1 Ocak 2012 Pazar

Galatasaray Taraftarından Kamuoyuna



Yıllardır peşinden çocuksu bir heyecanla koştuğumuz futbol topunun masumiyetini yitirerek kirlendiğini üzülerek kabul etmek zorundayız. Gönül verdikleri renkler ne olursa olsun, pek çok sporseverin de bu hayal kırıklığını paylaştığına eminiz.

Futbolda organizasyon deyince 3-5-2 / 4-3-3 gibi saha içi dizilişleri hatırlayan sıradan insanların; futbol üzerinden haksız menfaat elde etmek için şike, teşvik primi, tehdit, baskı gibi sporun ruhuna tamamen aykırı araçları defalarca kullanmış organize suç şebekelerini ve çeteci zihniyeti hâlâ savunanları anlayış ve olgunlukla karşılaması da beklenmemelidir.

Yemyeşil bir sahada, tertemiz bir topun yuvarlanması sonucu futbolun adaletinin 90 dakikaya sığdığına inananlar, savcılık makamının iddianamesini hazırladığı süreçte hiç olmazsa futbolu yönetme iddiasında olanlardan soğukkanlı ve adil bir çözüm beklediler.

Görünen o ki, gölgede kalmış ilişkilerden, kirli ezberlerden, kökleşmiş önyargılardan kurtulamayanların böyle bir niyeti hiç olmamış.

Özellikle Galatasaray Spor Kulübü’nün Fair Play ve spor hukuku dersi niteliği taşıyan onca sağduyulu açıklama ve uyarısına rağmen, varlık nedenini unutmuş görünen Türkiye Futbol Federasyonu Yönetim Kurulu’nun sorumluluktan kaçarak, ülke futbolunu bu hale getiren “olağan şüphelilere” suçun tanımını ve cezai karşılığını soracak olması da nesiller boyu anlatılacak son kara mizah olarak örneği olarak hafızalara yerleşmiştir.

Dillerinden düşürmedikleri endüstriyel futbol teranesiyle maddi çıkarlarının zedelenmesi riskini öne sürerek futbol topunu kirletmekten çekinmeyenler bilmeli ki, maç bileti-kombine kart-lisanslı ürün-şifreli yayın için dekoder satın alarak futbol ekonomisini yaratan ve büyütenlerle, kolayca kandırabileceklerini zannettikleri futbolseverler aynı insanlardır.

Sesiyle, nefesiyle, alın teriyle, emeğiyle, helal kazancıyla gönül verdiği kulüpleri destekleyen ve ayakta tutan taraftarlardır, aptal yerine konmak istenen insanlar!

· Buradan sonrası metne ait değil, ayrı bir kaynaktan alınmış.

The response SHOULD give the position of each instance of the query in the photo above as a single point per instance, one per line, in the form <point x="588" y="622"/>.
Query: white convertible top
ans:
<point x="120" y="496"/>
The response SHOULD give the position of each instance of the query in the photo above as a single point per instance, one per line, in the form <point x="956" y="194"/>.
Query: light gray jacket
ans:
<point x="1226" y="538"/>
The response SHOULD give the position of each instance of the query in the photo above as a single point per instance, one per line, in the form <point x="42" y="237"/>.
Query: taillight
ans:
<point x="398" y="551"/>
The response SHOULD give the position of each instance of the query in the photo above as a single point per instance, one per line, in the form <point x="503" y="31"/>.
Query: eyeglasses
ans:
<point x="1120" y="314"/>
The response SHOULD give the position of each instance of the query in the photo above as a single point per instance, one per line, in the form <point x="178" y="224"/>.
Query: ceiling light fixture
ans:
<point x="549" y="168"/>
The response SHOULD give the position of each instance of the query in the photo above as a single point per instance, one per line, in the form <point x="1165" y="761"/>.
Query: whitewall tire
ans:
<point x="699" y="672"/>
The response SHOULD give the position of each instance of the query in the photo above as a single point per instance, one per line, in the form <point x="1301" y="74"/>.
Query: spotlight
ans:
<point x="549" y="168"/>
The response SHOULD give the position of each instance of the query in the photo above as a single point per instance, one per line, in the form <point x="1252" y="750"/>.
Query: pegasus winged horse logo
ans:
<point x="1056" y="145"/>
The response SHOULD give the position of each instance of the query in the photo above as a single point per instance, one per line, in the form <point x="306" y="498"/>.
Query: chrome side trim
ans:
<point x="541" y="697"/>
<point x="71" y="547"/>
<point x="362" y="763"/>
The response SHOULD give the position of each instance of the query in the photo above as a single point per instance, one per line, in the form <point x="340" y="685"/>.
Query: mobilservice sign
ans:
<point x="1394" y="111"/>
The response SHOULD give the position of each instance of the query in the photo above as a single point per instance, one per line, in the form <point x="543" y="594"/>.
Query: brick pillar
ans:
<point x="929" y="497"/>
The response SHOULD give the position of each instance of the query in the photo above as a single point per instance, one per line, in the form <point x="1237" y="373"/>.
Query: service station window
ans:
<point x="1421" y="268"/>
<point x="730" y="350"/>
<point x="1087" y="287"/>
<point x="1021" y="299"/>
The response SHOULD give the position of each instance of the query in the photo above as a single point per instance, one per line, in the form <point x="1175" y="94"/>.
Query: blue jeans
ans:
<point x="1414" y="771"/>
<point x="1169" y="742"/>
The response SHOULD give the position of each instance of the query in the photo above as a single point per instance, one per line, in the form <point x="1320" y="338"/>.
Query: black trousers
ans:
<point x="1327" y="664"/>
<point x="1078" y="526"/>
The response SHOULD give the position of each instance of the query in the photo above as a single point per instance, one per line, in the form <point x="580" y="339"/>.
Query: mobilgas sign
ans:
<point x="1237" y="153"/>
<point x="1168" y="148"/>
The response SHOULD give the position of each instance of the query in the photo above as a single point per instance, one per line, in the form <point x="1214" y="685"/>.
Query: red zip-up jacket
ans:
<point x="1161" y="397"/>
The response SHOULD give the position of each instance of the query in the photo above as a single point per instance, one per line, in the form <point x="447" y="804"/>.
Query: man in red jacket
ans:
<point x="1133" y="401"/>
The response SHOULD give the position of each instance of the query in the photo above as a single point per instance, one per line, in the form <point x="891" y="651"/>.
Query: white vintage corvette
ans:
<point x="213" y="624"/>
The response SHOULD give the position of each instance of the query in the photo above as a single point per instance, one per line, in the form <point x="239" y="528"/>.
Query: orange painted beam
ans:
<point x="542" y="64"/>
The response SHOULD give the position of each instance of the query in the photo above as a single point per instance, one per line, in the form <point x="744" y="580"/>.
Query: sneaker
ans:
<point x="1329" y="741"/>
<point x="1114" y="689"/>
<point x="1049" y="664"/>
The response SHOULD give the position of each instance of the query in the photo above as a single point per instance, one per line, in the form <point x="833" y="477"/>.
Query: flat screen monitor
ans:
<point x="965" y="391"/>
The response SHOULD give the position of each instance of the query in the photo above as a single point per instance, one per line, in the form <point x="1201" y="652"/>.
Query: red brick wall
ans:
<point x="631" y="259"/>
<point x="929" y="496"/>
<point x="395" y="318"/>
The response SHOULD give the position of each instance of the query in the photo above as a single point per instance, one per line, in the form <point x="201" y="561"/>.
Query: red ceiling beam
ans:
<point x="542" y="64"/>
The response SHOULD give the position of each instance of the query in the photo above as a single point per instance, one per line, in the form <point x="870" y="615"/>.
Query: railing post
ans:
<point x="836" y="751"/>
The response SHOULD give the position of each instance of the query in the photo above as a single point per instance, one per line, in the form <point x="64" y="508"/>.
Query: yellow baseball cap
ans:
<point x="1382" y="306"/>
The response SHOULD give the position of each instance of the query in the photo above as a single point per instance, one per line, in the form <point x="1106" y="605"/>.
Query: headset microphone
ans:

Biz insanları heyecanlandıran ve mutlu eden basit bir oyuna, bunca pisliği bulaştırmış olanlardan hesap sorulmama ihtimalini, birilerinin kulağının üzerine yatarak üç maymunu oynamasını kabul edemeyiz.

Ve buradan, futbolun tüm aktörlerine bir kez daha sesleniyoruz;

Hukukun üstünlüğüne mazeret bulmayın, minareyi çalanlara kılıf aramayın. Futbol oyununu koruyun. Çıkar hesapları içinde bir gün öyle, bir gün böyle konuşarak artık kendinizi küçük düşürmeyin. Futbolu temizleyin ama önce siz temizlenin.

Bunu yapamıyorsanız, niyetiniz ve cesaretiniz yoksa, biz de yokuz! Bunu yapamazsanız, işte o zaman dilinizden düşürmediğiniz “marka değeri”nin nasıl yerle bir olduğunu göreceksiniz… Ne kadar üflerseniz üfleyin, için için yanan bu ateşin sönmeyeceğini ve önlem alınmazsa elinizdeki pis kokan küllerin para etmeyeceğini de göreceksiniz.

Avrupa’ya hatta dünyaya meydan okuyan futbol takımları hayal eden bizlerin, UEFA ve FIFA tarafından “şikeci ülke” olarak damgalanması ve uluslararası rekabetten yıllarca dışlanması an meselesi olan Türkiye’nin içinde bulunduğu berbat açmaza duyarsız kalması beklenemez. Güzel ve yalnız ülkemize, en azından uluslararası spor arenasında hakkıyla sahip çıkması gereken herkesi de göreve çağırıyoruz.

Büyük Galatasaraylı Tevfik Fikret’in “Hak bildiğin yolda, yalnız da olsan yürüyeceksin” sözünü hiç aklımızdan çıkarmadan, yalnız çıktığımız bu yolda bizlerle birlikte yürüyeceğinize inanıyoruz.